John Bell is a radio personality from Jersey City, New Jersey. He is widely known for his contributions as one of the original staff members on WHTZ and Elvis Duran and the Morning Show (formerly known as The Z Morning Zoo). John actually started his career in the late-1970s with the previous radio station occupying the current dial position that is now Z100. At that time he was employed by WVNJ-FM 100.3 FM as an airstaffer. The station played mostly instrumental easy listening. The license was sold in 1983 excluding the building and transmitter. He was the only air staffer that stayed on but other off the air people also remained. He was known by Z100 staff and listeners as the, "Voice of Reason." He was also the last original member of the Z100 staff (actually there prior to the 1983 sign on as mentioned) until his unexpected termination in March 2010.
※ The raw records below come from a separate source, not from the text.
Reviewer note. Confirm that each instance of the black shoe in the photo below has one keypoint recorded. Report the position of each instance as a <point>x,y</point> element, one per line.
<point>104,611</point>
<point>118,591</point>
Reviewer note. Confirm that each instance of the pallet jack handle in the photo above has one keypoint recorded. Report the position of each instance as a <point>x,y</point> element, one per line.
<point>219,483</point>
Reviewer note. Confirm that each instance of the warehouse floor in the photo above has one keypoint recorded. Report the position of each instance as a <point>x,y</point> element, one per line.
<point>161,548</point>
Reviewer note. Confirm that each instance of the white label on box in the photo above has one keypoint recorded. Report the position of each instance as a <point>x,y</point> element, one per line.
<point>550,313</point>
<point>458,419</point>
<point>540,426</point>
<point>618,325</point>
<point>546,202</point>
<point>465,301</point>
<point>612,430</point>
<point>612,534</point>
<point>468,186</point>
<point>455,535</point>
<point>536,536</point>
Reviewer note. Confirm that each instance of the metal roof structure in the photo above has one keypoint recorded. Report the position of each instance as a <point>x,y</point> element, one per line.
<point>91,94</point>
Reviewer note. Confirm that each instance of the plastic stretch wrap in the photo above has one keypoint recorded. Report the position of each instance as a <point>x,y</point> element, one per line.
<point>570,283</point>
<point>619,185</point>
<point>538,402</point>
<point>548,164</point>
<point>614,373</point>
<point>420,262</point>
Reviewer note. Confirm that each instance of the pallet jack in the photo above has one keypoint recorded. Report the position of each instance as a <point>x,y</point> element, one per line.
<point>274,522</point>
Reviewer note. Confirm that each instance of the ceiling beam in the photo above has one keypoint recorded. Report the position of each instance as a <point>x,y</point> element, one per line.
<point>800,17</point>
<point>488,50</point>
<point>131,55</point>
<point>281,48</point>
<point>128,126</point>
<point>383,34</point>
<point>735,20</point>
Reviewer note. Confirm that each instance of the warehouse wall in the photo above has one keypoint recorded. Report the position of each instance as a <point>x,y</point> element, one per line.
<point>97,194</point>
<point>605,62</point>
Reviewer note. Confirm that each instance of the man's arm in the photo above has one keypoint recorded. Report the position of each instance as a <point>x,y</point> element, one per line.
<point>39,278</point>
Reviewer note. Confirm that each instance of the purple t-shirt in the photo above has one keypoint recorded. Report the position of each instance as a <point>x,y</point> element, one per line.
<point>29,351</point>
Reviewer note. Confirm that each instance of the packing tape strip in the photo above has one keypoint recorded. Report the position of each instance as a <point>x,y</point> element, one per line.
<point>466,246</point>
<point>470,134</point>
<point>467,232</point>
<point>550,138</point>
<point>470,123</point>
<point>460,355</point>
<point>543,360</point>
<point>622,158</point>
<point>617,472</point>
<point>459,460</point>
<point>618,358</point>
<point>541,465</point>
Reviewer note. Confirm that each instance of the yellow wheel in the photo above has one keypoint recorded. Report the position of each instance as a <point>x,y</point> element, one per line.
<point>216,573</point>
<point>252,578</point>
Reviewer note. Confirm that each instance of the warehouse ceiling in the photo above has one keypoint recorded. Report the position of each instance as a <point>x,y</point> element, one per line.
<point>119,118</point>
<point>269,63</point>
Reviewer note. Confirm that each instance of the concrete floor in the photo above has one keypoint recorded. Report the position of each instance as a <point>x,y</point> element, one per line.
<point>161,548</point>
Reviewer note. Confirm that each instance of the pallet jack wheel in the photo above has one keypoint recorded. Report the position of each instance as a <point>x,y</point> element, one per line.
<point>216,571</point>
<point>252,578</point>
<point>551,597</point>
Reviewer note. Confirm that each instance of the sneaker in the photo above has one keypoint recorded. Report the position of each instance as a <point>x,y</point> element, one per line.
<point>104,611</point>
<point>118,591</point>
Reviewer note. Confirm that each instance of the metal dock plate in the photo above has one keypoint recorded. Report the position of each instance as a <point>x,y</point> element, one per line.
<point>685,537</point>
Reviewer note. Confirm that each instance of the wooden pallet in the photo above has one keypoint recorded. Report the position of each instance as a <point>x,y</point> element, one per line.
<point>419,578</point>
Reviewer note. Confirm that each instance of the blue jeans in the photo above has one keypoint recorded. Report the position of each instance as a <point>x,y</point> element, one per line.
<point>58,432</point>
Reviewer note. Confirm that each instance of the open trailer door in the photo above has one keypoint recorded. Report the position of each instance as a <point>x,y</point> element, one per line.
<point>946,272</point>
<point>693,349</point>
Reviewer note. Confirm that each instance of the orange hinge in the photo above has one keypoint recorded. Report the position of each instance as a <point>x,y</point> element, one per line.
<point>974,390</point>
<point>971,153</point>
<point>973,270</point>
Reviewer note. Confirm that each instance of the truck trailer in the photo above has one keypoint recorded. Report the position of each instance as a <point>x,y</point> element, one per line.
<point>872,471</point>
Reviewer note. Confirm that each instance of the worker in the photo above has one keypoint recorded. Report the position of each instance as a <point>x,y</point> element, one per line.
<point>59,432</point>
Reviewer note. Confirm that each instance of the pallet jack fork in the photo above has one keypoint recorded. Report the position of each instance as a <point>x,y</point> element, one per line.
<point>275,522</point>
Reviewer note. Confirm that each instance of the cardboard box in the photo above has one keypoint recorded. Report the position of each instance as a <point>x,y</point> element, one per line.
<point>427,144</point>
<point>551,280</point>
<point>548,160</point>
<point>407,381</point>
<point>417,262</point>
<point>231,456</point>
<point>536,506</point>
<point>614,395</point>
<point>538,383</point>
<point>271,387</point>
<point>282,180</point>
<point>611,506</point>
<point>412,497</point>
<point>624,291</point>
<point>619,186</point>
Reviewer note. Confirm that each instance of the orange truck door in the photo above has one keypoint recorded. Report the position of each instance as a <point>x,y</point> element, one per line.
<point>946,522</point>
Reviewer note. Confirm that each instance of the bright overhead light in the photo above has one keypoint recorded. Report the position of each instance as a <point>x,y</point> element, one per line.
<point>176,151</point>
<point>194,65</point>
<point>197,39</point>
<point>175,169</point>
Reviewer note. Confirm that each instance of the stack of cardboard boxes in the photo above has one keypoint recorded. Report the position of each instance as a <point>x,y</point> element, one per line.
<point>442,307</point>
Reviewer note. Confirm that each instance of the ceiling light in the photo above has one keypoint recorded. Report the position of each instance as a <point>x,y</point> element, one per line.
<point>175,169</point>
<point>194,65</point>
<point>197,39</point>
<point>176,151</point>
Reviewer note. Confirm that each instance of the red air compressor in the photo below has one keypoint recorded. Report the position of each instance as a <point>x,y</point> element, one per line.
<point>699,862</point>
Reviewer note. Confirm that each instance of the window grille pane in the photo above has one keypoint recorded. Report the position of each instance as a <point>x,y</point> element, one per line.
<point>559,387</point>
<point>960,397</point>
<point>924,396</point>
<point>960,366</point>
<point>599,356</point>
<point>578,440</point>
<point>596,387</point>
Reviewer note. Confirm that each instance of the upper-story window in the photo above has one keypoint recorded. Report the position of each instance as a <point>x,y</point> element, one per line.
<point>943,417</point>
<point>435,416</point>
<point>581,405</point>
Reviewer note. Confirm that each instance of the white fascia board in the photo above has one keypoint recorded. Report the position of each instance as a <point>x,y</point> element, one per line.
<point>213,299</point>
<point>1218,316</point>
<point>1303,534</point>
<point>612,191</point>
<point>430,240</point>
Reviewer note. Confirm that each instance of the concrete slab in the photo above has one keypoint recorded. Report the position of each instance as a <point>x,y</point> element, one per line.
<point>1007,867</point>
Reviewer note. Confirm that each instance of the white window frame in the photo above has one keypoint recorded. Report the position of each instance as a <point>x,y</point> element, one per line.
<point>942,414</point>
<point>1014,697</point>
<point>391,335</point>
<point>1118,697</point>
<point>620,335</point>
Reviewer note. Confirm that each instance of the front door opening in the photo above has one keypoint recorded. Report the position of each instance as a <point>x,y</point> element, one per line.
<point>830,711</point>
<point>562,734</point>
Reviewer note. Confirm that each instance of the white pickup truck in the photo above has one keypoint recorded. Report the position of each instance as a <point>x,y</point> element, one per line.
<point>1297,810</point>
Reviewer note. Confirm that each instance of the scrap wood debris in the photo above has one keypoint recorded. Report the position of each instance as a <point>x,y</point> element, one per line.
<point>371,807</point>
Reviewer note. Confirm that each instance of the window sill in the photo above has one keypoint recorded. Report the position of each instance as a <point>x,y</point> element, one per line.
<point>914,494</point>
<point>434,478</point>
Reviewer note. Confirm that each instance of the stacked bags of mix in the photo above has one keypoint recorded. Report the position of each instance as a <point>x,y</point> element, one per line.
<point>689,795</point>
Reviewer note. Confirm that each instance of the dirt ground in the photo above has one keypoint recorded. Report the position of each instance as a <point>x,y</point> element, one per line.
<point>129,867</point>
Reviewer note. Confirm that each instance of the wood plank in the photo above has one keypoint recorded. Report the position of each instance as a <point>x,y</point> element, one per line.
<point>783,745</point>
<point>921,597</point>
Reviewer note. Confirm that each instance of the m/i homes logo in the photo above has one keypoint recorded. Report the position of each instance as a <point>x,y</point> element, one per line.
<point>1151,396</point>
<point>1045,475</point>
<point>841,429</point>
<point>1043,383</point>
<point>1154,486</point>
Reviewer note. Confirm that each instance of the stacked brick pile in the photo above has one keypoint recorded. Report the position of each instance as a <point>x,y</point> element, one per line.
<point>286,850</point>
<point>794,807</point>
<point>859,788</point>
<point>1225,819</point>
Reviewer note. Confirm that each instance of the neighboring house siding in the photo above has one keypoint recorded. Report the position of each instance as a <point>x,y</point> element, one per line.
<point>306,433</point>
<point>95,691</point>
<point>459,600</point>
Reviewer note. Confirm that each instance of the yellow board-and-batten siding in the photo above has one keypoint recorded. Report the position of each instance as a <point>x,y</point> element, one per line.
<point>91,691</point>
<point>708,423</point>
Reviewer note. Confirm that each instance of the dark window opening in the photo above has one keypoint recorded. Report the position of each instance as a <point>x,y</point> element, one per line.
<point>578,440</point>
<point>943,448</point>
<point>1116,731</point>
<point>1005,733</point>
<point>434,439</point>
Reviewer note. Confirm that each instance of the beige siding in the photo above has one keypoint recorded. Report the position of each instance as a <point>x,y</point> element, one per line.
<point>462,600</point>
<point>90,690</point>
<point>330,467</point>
On March 18, 2010, John Bell's contract with Z100 was terminated due to what he was told was a "budget cut". According to Examiner.com, John stated that he never planned on leaving the radio station in what was then the foreseeable future. He also stated that the station wanted people to think he had "voluntarily retired or left the station on his own to pursue other interests" in order to prevent an uproar from fans of him and the show." John also said that Elvis Duran wanted to be present at the termination meeting, but top executives wouldn't let that happen. His last official day on the show was March 18 but did return on March 22, 2010 where he had the opportunity to say goodbye to fans.

Bell has been a resident of Hillsborough Township, New Jersey.